Delta and Delft Integraal often write about innovative ideas that offer big promises for the future. But what has happened to such ideas a couple years on? What for instance has happened to ‘Piece of Family’, a multimedia device for the elderly that Sanne Kistemaker designed two years ago?

(Photo: Hans Stakelbeek/FMAX)
(Photo: Hans Stakelbeek/FMAX)

Delta, 1-11-2007
‘Sanne Kistemaker has won the ‘Design for All Award’ for a communication device for the elderly’

For many elderly people it is difficult to surf the internet, yet at the same time it is completely normal for their grandchildren to use the web to stay in touch with friends and relatives. To close the gap between the different generations on the internet, Sanne Kistemaker designed ‘Piece of Family’, a multimedia device that makes it easy for the elderly to go online and communicate with relatives through a weblog.

‘Piece of Family’ consists of a book, a writing pad and a scanner. Grandparents for instance write messages to their families on the writing pad. They then scan these messages and post them online, via a cordless internet connection, on a specially created ‘family page’, which the elderly can also view on their televisions. The grandchildren use a computer to visit the same family page to read the scanned, hand-written messages from grandma or grandpa, and they can then type a reply. “With ‘Piece of Family’, both generations use what they’re most familiar with to communicate”, industrial designer Kistemaker says. “And by doing so they can stay in touch with each other.”
Recently Kistemakers invention won a design award for the third time. “That’s great,” says Kistemaker, who designed the device two years ago as a graduation assignment. “But unfortunately it’s still not on the market.
Vodafone was interested for a while, but they decided not to produce it, because they came to the conclusion that hardware was not their core business.”

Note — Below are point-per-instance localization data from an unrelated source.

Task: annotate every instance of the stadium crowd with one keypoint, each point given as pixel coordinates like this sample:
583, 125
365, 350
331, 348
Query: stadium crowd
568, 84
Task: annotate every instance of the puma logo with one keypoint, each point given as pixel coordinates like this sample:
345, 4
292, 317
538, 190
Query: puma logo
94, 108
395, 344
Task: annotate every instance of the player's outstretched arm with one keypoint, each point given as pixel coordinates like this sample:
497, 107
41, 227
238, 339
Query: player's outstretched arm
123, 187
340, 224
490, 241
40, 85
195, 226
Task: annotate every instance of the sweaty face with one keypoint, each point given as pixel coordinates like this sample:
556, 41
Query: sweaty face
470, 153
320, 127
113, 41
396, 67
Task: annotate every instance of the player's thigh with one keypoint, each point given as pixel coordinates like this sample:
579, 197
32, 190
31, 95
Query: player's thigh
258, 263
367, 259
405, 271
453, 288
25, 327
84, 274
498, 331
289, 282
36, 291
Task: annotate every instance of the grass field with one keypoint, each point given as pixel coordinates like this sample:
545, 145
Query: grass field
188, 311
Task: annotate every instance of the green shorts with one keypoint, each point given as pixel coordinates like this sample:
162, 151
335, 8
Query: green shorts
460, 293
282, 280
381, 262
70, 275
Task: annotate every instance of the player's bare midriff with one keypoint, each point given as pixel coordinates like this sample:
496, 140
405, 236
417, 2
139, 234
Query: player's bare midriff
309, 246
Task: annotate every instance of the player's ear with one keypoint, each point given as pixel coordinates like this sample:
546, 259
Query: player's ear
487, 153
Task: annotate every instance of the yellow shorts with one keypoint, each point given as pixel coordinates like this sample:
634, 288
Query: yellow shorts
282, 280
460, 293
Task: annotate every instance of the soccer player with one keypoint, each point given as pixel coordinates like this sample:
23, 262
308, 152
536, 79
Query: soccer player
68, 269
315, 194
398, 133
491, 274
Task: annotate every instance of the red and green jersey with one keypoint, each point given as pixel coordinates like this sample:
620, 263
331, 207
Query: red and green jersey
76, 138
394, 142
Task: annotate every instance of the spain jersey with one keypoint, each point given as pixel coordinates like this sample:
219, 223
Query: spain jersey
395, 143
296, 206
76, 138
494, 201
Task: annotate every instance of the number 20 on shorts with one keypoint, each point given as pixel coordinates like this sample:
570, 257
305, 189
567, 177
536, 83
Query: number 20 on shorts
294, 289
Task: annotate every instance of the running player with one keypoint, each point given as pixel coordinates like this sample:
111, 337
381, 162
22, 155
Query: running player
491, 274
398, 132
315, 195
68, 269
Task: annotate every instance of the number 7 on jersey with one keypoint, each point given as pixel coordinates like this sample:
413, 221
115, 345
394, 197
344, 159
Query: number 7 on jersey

Kistemaker is now close to making a deal with TU Delft, in which a YESDelft company could put it on the market. “The design, concept, functionality and interaction level is all there,” she explains. “We know how the elderly use it, because of my research. But there are also things that still need to be done. ‘Piece of Family’ must be cordless, because the elderly could trip over a cord, and this makes the device more expensive. ‘Piece of Family’ should cost no more than three hundred euro, or half of what you pay for a laptop. But we have to be quick to put it on the market. The elderly of today don’t know how to use computers, but that’s a temporary problem. The elderly of the future will be more familiar with computers, so it’s important to put a spin-off on the market as soon as possible.”